The Rock, may/may not help babies fall asleep:
Pretty much once he is asleep, he just snores away and looks cute. He moves about a lot so it’s almost easier to not watch him as I am always on tenterhooks that he is going to wake up and cry again.
Some pictures of Albert sleeping, which leads us onto looking cute...
And finally, looking cute. As a Man-Child, it’s not easy to use the word cute. It only really ever used to come into my vocabulary when talking about baby animals, but now I seem to use it every 3 minutes since Albert has been born. This is by far the best thing that he does, and to be honest this takes up most of his time, because he looks pretty damn cute almost 100% of that time! I know people always say that about their own babies, and damn right it’s true. I could just look at him for hours and find enjoyment in everything he does because I love him so damn much.
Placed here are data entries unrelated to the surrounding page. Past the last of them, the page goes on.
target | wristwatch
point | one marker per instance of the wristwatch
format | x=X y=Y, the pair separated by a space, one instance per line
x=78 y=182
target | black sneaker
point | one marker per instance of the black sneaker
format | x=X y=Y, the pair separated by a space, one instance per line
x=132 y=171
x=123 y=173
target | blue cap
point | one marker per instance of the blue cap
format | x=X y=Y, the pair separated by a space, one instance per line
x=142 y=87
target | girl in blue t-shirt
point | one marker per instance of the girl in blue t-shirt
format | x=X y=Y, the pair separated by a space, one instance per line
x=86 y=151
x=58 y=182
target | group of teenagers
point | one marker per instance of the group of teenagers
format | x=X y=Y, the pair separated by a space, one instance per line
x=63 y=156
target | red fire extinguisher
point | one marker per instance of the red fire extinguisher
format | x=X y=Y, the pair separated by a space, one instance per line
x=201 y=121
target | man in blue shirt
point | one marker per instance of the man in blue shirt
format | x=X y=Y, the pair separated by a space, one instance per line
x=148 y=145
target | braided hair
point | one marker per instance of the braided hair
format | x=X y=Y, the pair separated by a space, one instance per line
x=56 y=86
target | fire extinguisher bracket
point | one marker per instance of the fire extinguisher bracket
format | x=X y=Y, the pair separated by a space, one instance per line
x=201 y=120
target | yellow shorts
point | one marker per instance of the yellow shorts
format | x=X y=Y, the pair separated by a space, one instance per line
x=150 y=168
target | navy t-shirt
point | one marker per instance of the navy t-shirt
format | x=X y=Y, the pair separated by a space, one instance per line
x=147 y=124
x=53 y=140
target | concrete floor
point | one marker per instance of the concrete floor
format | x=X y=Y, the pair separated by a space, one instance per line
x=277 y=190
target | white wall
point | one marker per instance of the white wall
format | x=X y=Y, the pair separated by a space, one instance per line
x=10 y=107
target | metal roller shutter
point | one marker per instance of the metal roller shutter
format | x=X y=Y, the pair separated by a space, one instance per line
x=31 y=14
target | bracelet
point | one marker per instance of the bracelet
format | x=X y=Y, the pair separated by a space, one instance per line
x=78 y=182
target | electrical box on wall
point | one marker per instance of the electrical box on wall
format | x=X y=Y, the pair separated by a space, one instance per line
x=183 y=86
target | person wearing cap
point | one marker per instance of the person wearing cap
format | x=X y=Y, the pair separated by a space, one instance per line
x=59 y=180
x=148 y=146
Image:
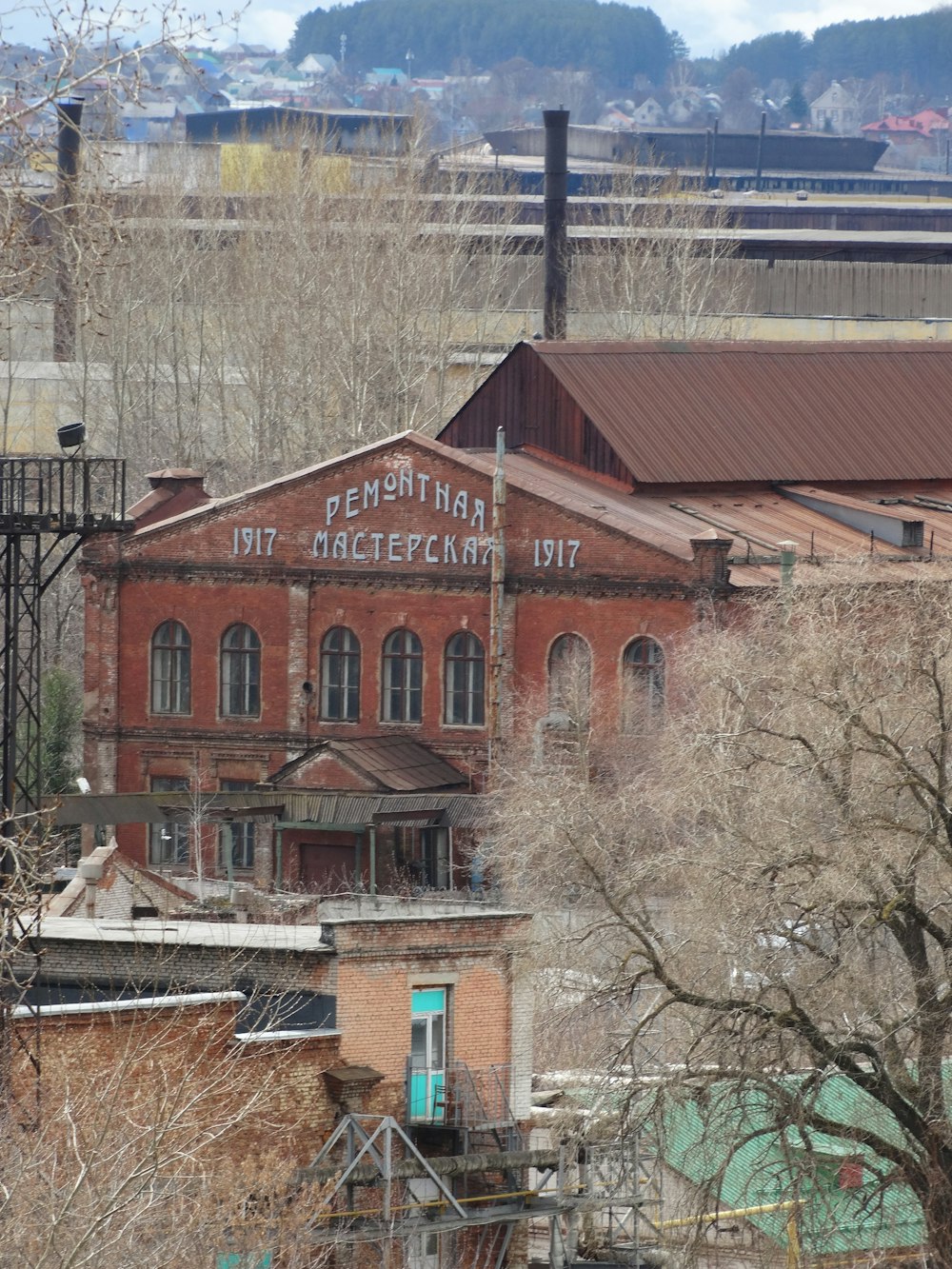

Especially the hiccups, he is hilarious when he has hiccups. And when he sneezes. And when he snorts like a pig.
He pulls a lot of funny faces. It’s helpful as he only tends to smile when he has wind (even at 4 weeks old, farting is funny). The bigger the wind, the funnier the faces he pulls. He also waves his arms around like he’s doing Kung Fu in the Matrix, or doing a Hulk impression.
He even looks cute when burping and puking. I don’t know how burping and puking has become cute, but he’s mastered it. The world will be his oyster if you can make people love you for burping and puking.
It’s hard to do a full list of everything he does that is cute, as that is basically everything that he does, everything except cry.
Anyway, that’s about it for all the stuff Albert does. At the moment I feel like he gets through the whole day with just those 5 things, I wonder what is next in store for him? What will be his next party trick? He has already poo'd on his mum’s leg while simultaneously vomiting in his own ear, a task not even I have completed successfully. Where else is there to go from there??